Pues bien, el banco de inversión global originario de Nueva York se encuentra actualmente envuelto en un escándalo, pero no cualquier clase de escándalo, sino que este podría considerarse el peor de los escándalos financieros en los 149 años de historia en la institución y es que las autoridades de Malasia han implicado a dos exempleados de la firma en operaciones con bonos hechas en nombre de un fondo estatal de Malasia, conocido como 1MDB, en el cual se alega que los ingresos se desviaron en beneficio de los individuos.

De ahí que el nuevo Gobierno del país, este tratando de pedir multas que sean superiores a los 3.300 millones de dólares, que servirían entre otras cosas para cubrir los fondos que supuestamente fueron robados por los dos exbanqueros de Goldman y de un tercer miembro de nombre Jho Low, que es financiero de Malasia, a los cuales los fiscales estadounidenses han acusado de conspirar para defraudar al fondo. Así, para el pasado mes de noviembre, el Departamento de Justicia de Estados Unidos se encargó de presentar los cargos contra Roger NG y Timothy Leissner, ambos exbanqueros de Goldman, pero también contra el mismo banco en general.
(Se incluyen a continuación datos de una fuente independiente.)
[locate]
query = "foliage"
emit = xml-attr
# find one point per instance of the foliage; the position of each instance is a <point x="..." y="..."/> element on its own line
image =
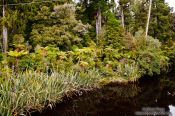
<point x="58" y="26"/>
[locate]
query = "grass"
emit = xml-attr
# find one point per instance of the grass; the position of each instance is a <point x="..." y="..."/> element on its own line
<point x="31" y="90"/>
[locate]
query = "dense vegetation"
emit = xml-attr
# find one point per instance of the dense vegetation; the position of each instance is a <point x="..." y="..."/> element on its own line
<point x="60" y="46"/>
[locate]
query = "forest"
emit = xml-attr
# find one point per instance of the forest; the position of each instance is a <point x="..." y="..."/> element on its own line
<point x="51" y="48"/>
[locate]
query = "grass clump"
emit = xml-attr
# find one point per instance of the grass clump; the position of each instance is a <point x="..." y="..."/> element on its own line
<point x="31" y="90"/>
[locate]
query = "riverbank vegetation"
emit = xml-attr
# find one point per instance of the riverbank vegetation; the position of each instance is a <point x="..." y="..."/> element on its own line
<point x="55" y="47"/>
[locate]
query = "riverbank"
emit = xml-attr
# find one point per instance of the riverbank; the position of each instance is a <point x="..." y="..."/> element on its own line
<point x="33" y="91"/>
<point x="119" y="100"/>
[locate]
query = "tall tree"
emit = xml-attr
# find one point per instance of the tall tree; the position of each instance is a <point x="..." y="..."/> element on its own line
<point x="148" y="20"/>
<point x="4" y="34"/>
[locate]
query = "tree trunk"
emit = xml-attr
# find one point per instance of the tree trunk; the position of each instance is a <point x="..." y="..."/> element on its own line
<point x="4" y="34"/>
<point x="122" y="18"/>
<point x="98" y="23"/>
<point x="148" y="20"/>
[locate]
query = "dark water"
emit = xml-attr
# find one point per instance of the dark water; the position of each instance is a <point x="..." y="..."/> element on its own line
<point x="148" y="97"/>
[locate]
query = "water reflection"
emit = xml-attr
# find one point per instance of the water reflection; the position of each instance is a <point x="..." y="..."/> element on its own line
<point x="172" y="110"/>
<point x="120" y="100"/>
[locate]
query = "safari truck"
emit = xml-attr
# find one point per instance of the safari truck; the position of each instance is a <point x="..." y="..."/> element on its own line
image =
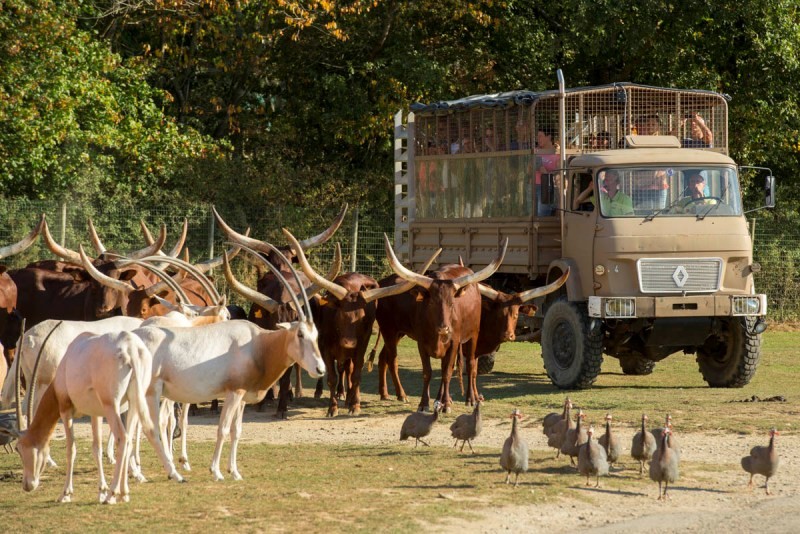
<point x="630" y="187"/>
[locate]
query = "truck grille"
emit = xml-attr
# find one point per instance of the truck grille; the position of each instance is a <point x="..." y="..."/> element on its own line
<point x="679" y="275"/>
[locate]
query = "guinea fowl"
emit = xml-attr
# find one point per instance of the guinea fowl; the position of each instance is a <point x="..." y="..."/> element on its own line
<point x="610" y="443"/>
<point x="555" y="438"/>
<point x="592" y="459"/>
<point x="762" y="461"/>
<point x="574" y="438"/>
<point x="467" y="427"/>
<point x="664" y="467"/>
<point x="643" y="445"/>
<point x="673" y="442"/>
<point x="514" y="458"/>
<point x="419" y="424"/>
<point x="551" y="419"/>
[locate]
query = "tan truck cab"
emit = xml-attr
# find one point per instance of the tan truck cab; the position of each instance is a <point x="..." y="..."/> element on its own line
<point x="642" y="204"/>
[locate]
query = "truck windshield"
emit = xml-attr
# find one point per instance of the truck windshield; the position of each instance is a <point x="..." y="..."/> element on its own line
<point x="669" y="192"/>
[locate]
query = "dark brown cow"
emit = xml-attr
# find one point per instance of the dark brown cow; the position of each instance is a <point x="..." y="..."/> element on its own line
<point x="10" y="320"/>
<point x="344" y="317"/>
<point x="500" y="312"/>
<point x="444" y="318"/>
<point x="73" y="294"/>
<point x="280" y="309"/>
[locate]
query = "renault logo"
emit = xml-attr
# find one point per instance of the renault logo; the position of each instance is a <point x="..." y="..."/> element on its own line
<point x="680" y="276"/>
El New York Times informó recientemente, que el Gobierno de Malasia ha dicho que ellos culpan directamente al banco de inversión y que piden “7.500 millones de dólares en concepto de indemnización… contribuyendo a la pila de multas del banco”.

Este tipo de situaciones, termina por hacer que los bancos sufran por lo general en dos aspectos: a)Su reputación, la cual se lleva un revés y b)Sus previsiones de beneficios que se tornan inciertas antes las preocupaciones de que lo elevado de una multa, eclipse cualquier tipo de crecimiento futuro y es que Goldman tendrá que enfrentarse a sanciones no sólo en Malasia, sino también en Estados Unidos por: ignorar las señales de advertencia, por supuestos sobornos pagados por al menos uno de sus empleados, indemnizaciones al Gobierno de Malasia por pérdidas del propio fondo estatal así como por cualquier sanción adicional que se tome contra el banco como resultado de investigaciones criminales y civiles, de las que todavía se encuentran en curso. Estos factores han hecho que Goldman Sachs haya sido la entidad que peor actuación ofreció de entre los grandes bancos estadounidenses en 2018, tan sólo en los últimos tres meses, las acciones han caído un 18%.

Desciende el negocio

En la próxima presentación de resultados, Goldman Sachs buscará calmar los ánimos de los inversores por medio del anuncio, sobre que se encuentra apartando una parte considerable del dinero, para poder cubrir las posibles multas y obligaciones. Bajo el objetivo de poder ayudar a los inversores a cuantificar el impacto del escándalo. No obstante, no se trata únicamente del escándalo en el que se encuentra el banco, sino que las acciones bancarias no son inmunes a las inciertas perspectivas económicas ni a cualquier posible descenso del volumen de operaciones durante este año. Además, Goldman podría perder ventaja frente a sus competidores en la región al verse involucrado con el gobierno.